Localization is hard, the math way

I thought I share some statistics about our localizable strings. I'm currently trying to create a tool that would help localizers to find terms or phrases that show up in Firefox often. Roughly, an automated way to do glossaries. So, the basic idea is to go through our localizable files, and search for phrases that come up elsewhere. Example:

I love to localize.

I don't really love to blog.

should factor out "love to". So, how does one do that? First, you get all localizable strings. Or not all, just the ones in properties files and DTDs. And neglect those that are just simple chars, those are likely access and commandkeys, not much to see there. Some of those entries have multiple sentences in them, so split those. Then split all words. Now you have a sequence of sequences of words. So you "just" have to find the unique subsequences of those sequences.

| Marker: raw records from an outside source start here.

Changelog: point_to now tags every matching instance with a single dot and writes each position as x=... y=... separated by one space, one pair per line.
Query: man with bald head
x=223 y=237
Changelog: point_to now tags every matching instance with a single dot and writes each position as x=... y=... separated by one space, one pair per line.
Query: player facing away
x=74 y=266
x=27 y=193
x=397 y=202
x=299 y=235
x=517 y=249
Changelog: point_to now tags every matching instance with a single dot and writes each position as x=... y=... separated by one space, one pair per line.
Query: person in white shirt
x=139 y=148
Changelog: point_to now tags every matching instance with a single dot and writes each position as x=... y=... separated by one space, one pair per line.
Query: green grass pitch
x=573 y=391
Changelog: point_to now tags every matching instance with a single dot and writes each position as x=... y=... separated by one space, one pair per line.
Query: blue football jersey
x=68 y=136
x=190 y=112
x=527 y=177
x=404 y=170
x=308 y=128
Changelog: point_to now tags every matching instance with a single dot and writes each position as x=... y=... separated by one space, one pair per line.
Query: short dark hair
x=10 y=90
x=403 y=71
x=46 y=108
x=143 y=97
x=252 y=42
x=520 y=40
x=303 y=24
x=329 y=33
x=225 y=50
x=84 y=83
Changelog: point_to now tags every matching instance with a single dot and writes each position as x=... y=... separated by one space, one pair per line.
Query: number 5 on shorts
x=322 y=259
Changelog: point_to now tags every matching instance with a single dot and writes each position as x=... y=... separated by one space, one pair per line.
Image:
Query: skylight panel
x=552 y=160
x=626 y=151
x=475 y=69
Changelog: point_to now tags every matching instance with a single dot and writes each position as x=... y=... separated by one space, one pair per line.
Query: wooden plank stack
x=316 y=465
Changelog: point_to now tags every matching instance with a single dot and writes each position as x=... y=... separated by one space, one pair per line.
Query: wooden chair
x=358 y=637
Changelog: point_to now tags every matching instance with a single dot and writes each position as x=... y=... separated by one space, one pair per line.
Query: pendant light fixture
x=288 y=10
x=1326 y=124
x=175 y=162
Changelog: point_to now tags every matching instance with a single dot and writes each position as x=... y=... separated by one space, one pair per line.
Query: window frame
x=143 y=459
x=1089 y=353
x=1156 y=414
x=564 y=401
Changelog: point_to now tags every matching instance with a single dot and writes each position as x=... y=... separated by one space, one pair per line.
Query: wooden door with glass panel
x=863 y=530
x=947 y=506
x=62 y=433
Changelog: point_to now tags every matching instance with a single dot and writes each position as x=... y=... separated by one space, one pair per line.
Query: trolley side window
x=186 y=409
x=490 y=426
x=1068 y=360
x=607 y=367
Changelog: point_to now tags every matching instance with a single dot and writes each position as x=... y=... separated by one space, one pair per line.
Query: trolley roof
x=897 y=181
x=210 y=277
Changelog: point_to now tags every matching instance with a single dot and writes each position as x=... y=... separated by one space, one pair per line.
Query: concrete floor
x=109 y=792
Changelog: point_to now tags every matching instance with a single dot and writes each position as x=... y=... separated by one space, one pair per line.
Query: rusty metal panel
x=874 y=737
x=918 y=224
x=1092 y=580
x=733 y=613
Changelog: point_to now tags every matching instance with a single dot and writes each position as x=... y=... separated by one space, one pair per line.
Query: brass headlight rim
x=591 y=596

Let's do the math. Here's the number of sentences per length of sentence for Firefox 2, with a logarithmic y-axis.

Firefox 2 Sentences

So, the maximum length of a sentence is 71 words, and we have one of that. The other end of the diagram are 1791 localizable strings that are just one word, among of those are 858 uniques.

Now, we talked about subsequences, how many of those do we have then? I'm having a chart for that, too. I dropped the long tail, and don't do logarithmic scale, as that is hiding some of the more interesting artifacts for the shorter strings.

List of tuples in Firefox 2 sentences

So we're starting to see repeating strings at a length of 15 words. They stay to be few down to a length of 4 or 5, with a majority of dupes only for single words. For 2-tuples, it's almost a tie. Yet there are 20k words in our localizable files that need to be compared, and the same for all the subsequences, and doing my ad-hoc math, which I assume to be algorithm-wise not totally clueless, that amounts to half a million tuple compares to find the list of shared n-tuples in our localizable strings, sorted by frequency.

Which is my lengthy math-way of saying: Making a consistent localization is hard.